In line with a probably dear “double-spend” bug on the Polygon neighborhood, white-hat hacker, Gerhard Wagner has earned a $2 million bounty.
Polygon neighborhood’s Plasma Bridge was once prone to being hacked thru a a professional hacker, in step with a blog post revealed October 21 thru Immunefi, a security supplier that facilitates bug studies in decentralized finance projects.
An attacker would possibly simply cross out their burn transaction from the bridge up to 223 events, quickly converting $4,500 into $1 million get advantages, in step with the endeavor.
The double-spend exploit was once reported thru Immunefi. It used the Plasma Bridge to deposit Ether (ETH) first, and then to withdraw it after the transaction were confirmed.
As quickly because the hacker was once able to make the main withdrawal, they may resubmit it aside from “a modified first byte of the dep. mask.” Assuming they might started with $3.8 million, they may have depleted all $850 of the bridge’s deposits.

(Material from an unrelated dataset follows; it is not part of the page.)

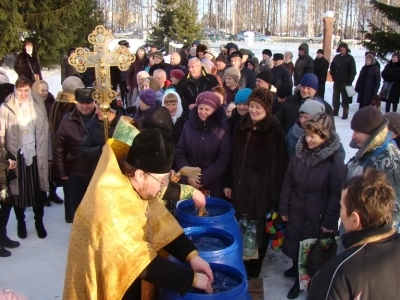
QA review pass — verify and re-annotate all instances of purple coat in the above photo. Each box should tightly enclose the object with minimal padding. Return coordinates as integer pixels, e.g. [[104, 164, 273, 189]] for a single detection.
[[175, 107, 231, 198]]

After Wagner’s initial record on October 5, Polygon agreed to pay the whole amount of $2 million for a bug bounty record. Wagner gained the budget reported to be “the very best bounty ever in history,” and no shopper budget were out of place on account of the exploit, in step with the platform.
In step with Immunefi’s Medium internet web page, Wagner speculated the bug could also be related to the fact that “we used someone else’s code without utterly figuring out what it does.” He added that while the solution was once not sublime, it did restore the double-spend exploit.
In September, Alexander Schlindwein, who found out a vulnerability in Belt Finance’s protocol and gained $1.05 million, gained crucial bounty for a white hat hacker.
U.S. officials said they may reward hackers with rewards of up to $10 million if they may move along knowledge on terrorist suspects, extremists or state-sponsored hackers.